I seem to recall Ed Harris measuring a shunt capacitance at the
terminals on the order of a couple of nF.
The R may be needed to keep the filter from self-resonating
> >if the NST's self-C is not lossy enough.
>
> The R is needed to keep the choke from self-resonating (actually just
> reducing the Q and resonant-rise) against either it's self-C or external
> shunt-C. I believe the concept of the shunt-C wanting to be "lossy" is
> wrong. Lossy implies a non-reactive parasitic component, i.e.
> resistance. In a low pass filter, we want a simple, reactive shunt
> capacitor. Any series resistance in the shunt-C diminishes it's effectiveness.
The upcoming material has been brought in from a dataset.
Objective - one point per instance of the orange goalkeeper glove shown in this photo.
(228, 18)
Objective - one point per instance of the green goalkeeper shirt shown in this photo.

Interesting argument. Yet, you agree that there must be some Q-
killing loss in the circuit. You need resistance to achieve a
Butterworth response in a filter. Can't series R be modelled as an
equivalent shunt element and vice-versa?
> Having ranted on this topic now, I must confess that despite following my
> professed beliefs and meticulously constructing an L-R-C-safety gap
> network, and measuring and confirming that my chokes aren't saturating, I
> still killed a 15KV/60mA NST, later reviving it by depotting and
> repotting in Vasoline. Could it be that NST's in tar are doomed
> regardless, but detarred, rebuilt ones have better survival rates?
> Sorry for this anecdotal theory ;-)
My theory (which I have yet to test properly) after examining safety
gap operation: The chokes themselves and any other inductance between
the gap and the transformer terminals is the real killer. As soon as
the gap fires you have energized chokes with energy stored in them
and nowhere else to go except back to the transformer. My money says
that positioning the transformer as close to the main gap as you can
with only some series R and some "lossy" shunt C should do the trick.
I will condemn one of my own neons to checking this out soon.
I mused on the placement of the main gap vs cap across the
transformer terminals too. This whole thing seems to be a bit each
way. If you position the gap across the transformer, the mechanism
noted above is at work. If you position the cap across the
transformer, the transformer appears as a shunting element in the
resonant circuit formed when the gap fires. I'm opting for the gap in
this position so at least the tank operation won't be affected.